A Letter To God

Nov 02, 2003 20:10

Dear God,
I have heard all the stories and the songs where people had void in their lives and how You filled that void. But I already have You, that part of me has already been filled, and there is still a void. I used to think that is was because I'm shy and don't know alot of people. Just recently I've been trying to meet new people and make new friends, but also I've come to the point in my faith where I can't keep quite and can't simply let things go anymore. These two new aspects of my life are now butting heads, I'm meeting people but they are nothing like I want to know, but I can't find people like me, other than those few friends I already have. I've found myself looking at these new people and loving them but I can't just ignore their major downfalls towards you and they can accept my devotion to You. They look at me as a Jesus Freak (a term I actually embrace by the way) and they spite me for it. I, however, can't help but say my case, and they get mad when I do. It's a problem, what do I do? How can I have both, if I'm meant to have both at all. I'm not asking for anything other than a guiding hand, which you've given me always. But I do ask for others, all of the other I already know.
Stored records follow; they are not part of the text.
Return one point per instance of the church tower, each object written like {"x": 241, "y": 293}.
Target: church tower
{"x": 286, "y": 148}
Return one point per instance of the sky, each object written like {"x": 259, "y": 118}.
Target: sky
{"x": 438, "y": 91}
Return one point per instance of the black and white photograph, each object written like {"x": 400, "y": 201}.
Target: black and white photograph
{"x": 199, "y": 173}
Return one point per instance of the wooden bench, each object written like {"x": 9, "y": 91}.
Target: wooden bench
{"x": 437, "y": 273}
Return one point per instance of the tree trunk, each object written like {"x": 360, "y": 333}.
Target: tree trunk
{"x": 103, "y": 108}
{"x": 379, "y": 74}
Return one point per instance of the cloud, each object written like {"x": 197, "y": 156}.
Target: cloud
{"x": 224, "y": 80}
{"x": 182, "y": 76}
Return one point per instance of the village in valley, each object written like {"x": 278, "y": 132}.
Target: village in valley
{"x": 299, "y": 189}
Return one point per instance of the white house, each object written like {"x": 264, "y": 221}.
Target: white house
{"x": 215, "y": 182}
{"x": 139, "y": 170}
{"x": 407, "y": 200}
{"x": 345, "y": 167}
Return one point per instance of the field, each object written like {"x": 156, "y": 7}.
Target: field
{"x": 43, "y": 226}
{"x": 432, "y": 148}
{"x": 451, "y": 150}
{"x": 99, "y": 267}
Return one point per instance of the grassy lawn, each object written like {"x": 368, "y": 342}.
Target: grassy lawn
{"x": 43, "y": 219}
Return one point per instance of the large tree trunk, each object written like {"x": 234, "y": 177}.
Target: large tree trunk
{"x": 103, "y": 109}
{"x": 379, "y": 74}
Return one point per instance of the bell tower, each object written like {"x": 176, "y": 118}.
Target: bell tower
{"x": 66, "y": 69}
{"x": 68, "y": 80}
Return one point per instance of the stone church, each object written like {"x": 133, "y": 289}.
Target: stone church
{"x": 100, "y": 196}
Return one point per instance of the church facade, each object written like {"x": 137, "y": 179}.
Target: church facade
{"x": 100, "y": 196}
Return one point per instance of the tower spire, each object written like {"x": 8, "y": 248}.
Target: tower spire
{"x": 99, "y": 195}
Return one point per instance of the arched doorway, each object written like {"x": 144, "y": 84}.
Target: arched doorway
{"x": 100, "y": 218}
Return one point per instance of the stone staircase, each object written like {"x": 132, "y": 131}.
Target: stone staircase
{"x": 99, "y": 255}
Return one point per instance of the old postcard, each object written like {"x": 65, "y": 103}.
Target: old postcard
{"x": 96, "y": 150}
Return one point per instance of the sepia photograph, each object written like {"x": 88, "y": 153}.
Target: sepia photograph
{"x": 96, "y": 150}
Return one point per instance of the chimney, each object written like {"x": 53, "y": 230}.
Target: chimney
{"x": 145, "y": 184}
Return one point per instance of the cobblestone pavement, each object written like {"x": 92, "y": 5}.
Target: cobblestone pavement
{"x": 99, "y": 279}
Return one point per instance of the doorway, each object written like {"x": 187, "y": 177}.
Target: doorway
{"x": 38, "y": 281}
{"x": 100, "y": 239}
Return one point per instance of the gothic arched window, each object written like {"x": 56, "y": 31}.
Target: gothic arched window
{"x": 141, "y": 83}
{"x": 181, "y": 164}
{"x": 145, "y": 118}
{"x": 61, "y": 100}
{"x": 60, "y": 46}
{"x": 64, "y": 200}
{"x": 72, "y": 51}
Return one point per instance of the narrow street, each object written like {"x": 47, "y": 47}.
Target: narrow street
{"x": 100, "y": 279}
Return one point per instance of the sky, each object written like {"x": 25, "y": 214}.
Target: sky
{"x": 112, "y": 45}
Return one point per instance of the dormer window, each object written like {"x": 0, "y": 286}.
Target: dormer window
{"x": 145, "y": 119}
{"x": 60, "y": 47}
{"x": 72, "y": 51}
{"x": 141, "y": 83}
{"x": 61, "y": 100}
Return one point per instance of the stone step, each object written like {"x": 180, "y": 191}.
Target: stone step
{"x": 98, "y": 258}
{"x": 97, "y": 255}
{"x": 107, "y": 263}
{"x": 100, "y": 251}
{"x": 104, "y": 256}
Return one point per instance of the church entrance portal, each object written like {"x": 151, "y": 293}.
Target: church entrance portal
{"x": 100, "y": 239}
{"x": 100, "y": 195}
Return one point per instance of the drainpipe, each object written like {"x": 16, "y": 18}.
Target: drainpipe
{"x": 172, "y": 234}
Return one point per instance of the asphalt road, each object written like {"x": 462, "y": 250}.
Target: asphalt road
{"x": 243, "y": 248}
Help David find some peace. His anger and cynicism is getting the better of him I fear. His heart is lonely and dying for someone or something. I remember when I first met him You were so strong in his presence. I do not doubt his faith, but I think he needs You now more than ever. Please help him find some peace.

I pray for Lindsey's happiness. She is insecure in our relationship, and with good reason. She loves me and knows I love her madly, but she gets spells where she can't help but worry. I pray You give her the strength she needs to get through her sadness. I try but I can't be there all the time, keep her company when she weak.

Kenan is at a crossroads. He is struggling, as far as I can tell, with some inner and outer demons I cannot see. I'm not as close to him or Paul as I could be, but I can tell he needs guidance. Kenan is fighting to keep himself and his ideals while surrounded with the legacy his family has left for him. He what to come up and show he is capable of more. He wants to do more. He needs to know You are there and that You can help. Same with Paul, only I fear he has already accepted his fate where he stands. He seems stranded in place and doesn't know how to best cope. He has his friends, but he needs more, he needs You. I hope You can show him his way to true happiness.

Missa and Mandy are both trying to find their place as well. They have just come out of some traumatizing events in their lives and need the strength and patience to move on. May Your mercy be with them as they move into their lives, maybe not exactly where they wanted to be, but maybe at least happily going forward.

Finally for my own mom. She has served You and her family all her life, with all her strength and it is again taking it's toll, and she still has many trials ahead. May Your hand hold her and protect her so that her burdens may not be too great and that she will prevail yet again, to serve You still.